BY MR. EVANS: I have, Your Honor, and I adamantly required that he
allow me to represent him at trial today, but he has
decided to take it into his own hands and wants to
proceed pro se.
BY THE COURT: Okay. And [Mr. Hairston], I will respect that decision,
that is a decision that you are entitled to make.
BY THE DEFENDANT: Thank you.
BY THE COURT: Nevertheless, I’m going to instruct Marcus to be there in
the courtroom with you.
¶21.
We find that the substantive requirements of Rule 8.05 were met. Therefore, this
assertion of error is also without merit.
¶22.
In summary, we find that the trial court did not err in failing to sua sponte order a
competency hearing for Hairston. We also find that the record contains adequate findings
for this Court, as a reviewing court, to conclude that Hairston knowingly and intelligently
waived his right to have counsel conduct the proceedings on his behalf.

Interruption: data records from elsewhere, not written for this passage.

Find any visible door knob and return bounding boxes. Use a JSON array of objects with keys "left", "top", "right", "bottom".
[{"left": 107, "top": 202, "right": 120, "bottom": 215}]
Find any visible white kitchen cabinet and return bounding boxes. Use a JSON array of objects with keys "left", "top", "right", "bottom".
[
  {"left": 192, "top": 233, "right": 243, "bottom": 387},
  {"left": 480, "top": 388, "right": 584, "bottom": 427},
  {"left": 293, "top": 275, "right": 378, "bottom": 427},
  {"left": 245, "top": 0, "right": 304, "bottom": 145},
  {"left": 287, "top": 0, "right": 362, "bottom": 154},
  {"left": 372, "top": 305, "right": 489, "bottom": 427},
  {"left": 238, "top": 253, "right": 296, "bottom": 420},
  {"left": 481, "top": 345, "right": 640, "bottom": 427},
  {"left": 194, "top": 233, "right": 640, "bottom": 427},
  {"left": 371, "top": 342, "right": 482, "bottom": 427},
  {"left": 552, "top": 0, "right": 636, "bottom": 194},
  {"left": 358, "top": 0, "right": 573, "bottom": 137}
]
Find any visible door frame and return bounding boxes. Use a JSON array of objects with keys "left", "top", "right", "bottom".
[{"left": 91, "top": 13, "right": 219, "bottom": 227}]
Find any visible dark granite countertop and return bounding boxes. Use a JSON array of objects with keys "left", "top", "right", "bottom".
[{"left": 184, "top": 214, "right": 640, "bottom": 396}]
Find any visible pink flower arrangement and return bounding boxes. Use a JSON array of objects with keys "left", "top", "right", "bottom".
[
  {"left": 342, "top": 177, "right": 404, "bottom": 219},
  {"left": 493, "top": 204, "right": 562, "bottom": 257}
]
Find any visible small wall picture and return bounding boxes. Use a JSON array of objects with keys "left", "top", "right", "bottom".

¶23. THE JUDGMENT OF THE CIRCUIT COURT OF LAUDERDALE COUNTY
OF CONVICTION OF AGGRAVATED ASSAULT AND POSSESSION OF A
FIREARM BY A CONVICTED FELON AND SENTENCE AS A HABITUAL
OFFENDER OF TWENTY-THREE YEARS IN THE CUSTODY OF THE
MISSISSIPPI DEPARTMENT OF CORRECTIONS IS AFFIRMED. ALL COSTS
OF THIS APPEAL ARE ASSESSED TO LAUDERDALE COUNTY.
KING, C.J., LEE AND MYERS, P.JJ., GRIFFIS, BARNES, ISHEE, ROBERTS
AND CARLTON, JJ., CONCUR. MAXWELL, J., NOT PARTICIPATING.